= String Quartet No. 3 (Husa) =

The String Quartet No. 3 is a composition for string quartet by the composer Karel Husa. It was first performed on October 14, 1968, at the Goodman Theatre, Chicago, by the Fine Arts Quartet, to whose members the work is dedicated. The piece won the 1969 Pulitzer Prize for Music.

==Composition==
The String Quartet No. 3 was composed in Ithaca, New York, from late 1967 to March 1968. It has a duration of roughly 19 minutes and is cast in four movements. In the score program note, Husa wrote, "In my previous quartets – one of them, No. 2, performed quite extensively by the Fine Arts Quartet – I did not preoccupy myself as much with new sonorities as in the new Quartet no. 3. Also, the form of the movements in the former two was rather traditional.

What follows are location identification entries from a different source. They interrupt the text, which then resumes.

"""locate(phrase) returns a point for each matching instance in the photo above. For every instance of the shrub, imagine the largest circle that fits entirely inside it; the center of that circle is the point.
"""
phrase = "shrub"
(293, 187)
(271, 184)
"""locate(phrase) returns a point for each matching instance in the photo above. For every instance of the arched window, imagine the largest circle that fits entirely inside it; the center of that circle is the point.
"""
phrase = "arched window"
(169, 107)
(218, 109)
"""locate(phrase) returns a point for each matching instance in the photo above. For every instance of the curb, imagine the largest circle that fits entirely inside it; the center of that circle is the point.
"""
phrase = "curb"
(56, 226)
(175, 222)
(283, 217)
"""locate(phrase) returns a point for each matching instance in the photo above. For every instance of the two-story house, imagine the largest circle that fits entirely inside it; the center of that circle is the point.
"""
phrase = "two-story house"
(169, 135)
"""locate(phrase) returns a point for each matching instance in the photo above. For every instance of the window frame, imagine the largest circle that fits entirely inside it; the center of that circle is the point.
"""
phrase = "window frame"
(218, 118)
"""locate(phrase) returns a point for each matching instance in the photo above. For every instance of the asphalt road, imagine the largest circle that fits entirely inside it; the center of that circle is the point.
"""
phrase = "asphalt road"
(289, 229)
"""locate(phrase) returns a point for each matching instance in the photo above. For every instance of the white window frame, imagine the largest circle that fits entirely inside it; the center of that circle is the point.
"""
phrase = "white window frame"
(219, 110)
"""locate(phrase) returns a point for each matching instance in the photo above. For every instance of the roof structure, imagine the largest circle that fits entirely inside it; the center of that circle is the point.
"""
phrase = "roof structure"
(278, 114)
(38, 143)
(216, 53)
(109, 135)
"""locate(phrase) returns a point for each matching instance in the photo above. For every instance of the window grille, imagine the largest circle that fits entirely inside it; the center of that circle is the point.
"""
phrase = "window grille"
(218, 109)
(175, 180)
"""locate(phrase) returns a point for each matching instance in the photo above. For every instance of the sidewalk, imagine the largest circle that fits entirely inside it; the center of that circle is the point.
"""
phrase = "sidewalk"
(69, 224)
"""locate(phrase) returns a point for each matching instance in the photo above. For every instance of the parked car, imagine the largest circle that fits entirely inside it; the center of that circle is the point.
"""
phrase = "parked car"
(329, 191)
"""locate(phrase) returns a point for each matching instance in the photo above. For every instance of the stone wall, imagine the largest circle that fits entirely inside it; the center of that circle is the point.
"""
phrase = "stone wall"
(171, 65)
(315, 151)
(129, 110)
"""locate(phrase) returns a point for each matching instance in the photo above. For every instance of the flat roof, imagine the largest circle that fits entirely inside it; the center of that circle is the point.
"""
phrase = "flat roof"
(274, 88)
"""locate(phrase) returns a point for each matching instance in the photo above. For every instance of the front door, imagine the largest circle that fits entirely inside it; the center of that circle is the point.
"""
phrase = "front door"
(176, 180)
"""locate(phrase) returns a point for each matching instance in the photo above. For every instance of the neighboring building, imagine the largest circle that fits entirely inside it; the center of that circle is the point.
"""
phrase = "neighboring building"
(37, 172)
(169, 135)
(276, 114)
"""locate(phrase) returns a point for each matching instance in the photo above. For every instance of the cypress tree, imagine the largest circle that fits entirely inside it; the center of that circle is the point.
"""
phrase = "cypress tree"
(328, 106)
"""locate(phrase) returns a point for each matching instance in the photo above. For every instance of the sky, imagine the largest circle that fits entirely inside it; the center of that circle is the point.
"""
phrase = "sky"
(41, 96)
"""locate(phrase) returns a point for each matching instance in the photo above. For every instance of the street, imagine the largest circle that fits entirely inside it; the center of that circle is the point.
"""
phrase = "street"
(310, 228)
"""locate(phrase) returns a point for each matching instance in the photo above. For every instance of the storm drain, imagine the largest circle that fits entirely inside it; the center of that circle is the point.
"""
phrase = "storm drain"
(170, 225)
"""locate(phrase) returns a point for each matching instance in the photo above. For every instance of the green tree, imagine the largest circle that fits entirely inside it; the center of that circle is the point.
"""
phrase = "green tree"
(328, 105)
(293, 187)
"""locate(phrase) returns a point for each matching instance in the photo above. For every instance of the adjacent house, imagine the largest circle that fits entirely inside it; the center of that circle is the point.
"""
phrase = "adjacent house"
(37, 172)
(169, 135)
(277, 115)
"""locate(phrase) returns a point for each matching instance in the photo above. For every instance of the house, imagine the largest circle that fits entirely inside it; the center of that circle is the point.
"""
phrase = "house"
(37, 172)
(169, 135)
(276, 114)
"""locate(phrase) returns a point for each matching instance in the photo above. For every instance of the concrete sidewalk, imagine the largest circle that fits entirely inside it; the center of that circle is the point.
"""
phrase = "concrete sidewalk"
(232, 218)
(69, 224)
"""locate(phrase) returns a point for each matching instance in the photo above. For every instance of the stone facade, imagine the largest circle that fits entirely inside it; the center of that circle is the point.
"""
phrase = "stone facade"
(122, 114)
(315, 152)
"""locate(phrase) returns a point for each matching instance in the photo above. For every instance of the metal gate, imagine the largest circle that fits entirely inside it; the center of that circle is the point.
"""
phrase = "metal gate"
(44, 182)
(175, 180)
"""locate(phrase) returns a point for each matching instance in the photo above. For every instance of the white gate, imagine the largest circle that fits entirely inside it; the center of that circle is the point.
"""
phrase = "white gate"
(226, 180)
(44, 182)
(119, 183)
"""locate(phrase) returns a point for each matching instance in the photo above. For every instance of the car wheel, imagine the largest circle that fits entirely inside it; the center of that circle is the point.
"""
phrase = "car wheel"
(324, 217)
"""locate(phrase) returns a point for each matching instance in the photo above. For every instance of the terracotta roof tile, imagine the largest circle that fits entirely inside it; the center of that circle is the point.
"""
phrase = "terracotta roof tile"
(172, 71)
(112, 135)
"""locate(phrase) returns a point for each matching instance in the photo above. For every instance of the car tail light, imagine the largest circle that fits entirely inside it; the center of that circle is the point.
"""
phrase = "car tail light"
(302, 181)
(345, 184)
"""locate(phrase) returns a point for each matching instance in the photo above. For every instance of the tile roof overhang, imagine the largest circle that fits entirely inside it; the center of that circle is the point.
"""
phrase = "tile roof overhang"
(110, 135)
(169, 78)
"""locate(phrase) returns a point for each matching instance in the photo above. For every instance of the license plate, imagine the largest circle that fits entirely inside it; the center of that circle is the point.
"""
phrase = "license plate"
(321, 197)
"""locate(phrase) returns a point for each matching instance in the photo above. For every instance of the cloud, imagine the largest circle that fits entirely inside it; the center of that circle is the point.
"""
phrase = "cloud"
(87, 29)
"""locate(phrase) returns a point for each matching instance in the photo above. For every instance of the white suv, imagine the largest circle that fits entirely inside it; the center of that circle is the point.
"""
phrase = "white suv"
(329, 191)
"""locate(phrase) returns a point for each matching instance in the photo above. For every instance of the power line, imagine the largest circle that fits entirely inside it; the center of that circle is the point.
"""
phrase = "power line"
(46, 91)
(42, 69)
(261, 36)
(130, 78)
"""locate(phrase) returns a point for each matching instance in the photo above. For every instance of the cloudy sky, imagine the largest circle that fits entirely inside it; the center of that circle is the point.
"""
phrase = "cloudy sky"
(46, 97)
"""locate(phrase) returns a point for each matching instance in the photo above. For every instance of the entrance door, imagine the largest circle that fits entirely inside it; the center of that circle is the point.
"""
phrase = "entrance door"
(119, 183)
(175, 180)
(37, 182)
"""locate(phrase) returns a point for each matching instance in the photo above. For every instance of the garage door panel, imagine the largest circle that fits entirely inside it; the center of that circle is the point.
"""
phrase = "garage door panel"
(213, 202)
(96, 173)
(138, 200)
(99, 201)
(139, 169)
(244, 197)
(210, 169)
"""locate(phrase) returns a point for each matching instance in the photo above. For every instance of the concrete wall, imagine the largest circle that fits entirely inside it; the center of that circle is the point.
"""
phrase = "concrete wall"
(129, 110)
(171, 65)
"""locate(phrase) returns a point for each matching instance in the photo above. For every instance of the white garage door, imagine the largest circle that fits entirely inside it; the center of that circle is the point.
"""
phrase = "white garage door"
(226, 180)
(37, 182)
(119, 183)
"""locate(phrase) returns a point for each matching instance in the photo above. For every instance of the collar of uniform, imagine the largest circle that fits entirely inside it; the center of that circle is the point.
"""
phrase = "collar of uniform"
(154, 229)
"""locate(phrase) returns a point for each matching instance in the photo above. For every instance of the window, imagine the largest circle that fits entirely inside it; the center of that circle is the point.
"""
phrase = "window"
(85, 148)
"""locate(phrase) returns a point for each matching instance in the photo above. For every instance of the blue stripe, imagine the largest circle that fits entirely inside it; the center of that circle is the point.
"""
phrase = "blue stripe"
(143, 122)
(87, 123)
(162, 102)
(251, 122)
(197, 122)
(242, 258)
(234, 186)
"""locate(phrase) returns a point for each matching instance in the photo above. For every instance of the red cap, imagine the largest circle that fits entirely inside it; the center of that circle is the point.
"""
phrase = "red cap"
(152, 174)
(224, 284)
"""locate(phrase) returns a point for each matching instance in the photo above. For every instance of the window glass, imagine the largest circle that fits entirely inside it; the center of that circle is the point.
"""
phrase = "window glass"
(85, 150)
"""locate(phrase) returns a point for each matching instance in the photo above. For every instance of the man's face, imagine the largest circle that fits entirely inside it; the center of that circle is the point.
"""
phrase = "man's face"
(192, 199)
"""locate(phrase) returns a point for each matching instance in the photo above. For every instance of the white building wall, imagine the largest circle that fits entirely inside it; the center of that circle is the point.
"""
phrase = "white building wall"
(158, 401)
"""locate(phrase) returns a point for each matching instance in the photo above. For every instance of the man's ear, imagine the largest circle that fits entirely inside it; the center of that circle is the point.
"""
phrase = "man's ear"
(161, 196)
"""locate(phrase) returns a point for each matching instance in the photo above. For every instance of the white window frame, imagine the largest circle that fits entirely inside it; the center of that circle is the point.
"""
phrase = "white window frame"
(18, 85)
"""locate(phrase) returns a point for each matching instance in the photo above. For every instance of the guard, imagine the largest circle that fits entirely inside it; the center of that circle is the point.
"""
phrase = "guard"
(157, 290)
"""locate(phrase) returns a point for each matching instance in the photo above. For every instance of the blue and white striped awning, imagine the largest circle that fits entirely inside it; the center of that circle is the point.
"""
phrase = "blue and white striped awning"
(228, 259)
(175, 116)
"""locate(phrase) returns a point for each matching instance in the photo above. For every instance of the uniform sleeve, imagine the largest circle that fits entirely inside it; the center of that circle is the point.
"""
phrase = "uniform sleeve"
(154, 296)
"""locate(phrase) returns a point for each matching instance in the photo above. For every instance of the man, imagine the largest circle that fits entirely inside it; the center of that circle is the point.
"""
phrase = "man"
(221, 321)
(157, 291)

The new composition explores some solo predominance, spotlighting the several instruments in rather free forms: the viola in the first movement; violoncello in the second; the two violins in the third." He added, "After Bartok, Berg, and Webern, it is not easy to imagine new ways of playing on string instruments. I feel that I have been able to find some unusual paths for bow and finger. As for the rest, I have used all the possibilities hitherto available. The forms of the four movements are few, based mostly on contrasting colors and inner tension."

==Pulitzer Prize==
The work won Husa the 1969 Pulitzer Prize for Music. The award brought international attention to Czech-born composer, who favorably recalled, "You have the confidence that what you are doing is somehow rewarded. That's a terrific feeling, of course. It gives you an incredible lift, and keeps you in a mood so that you can compose more."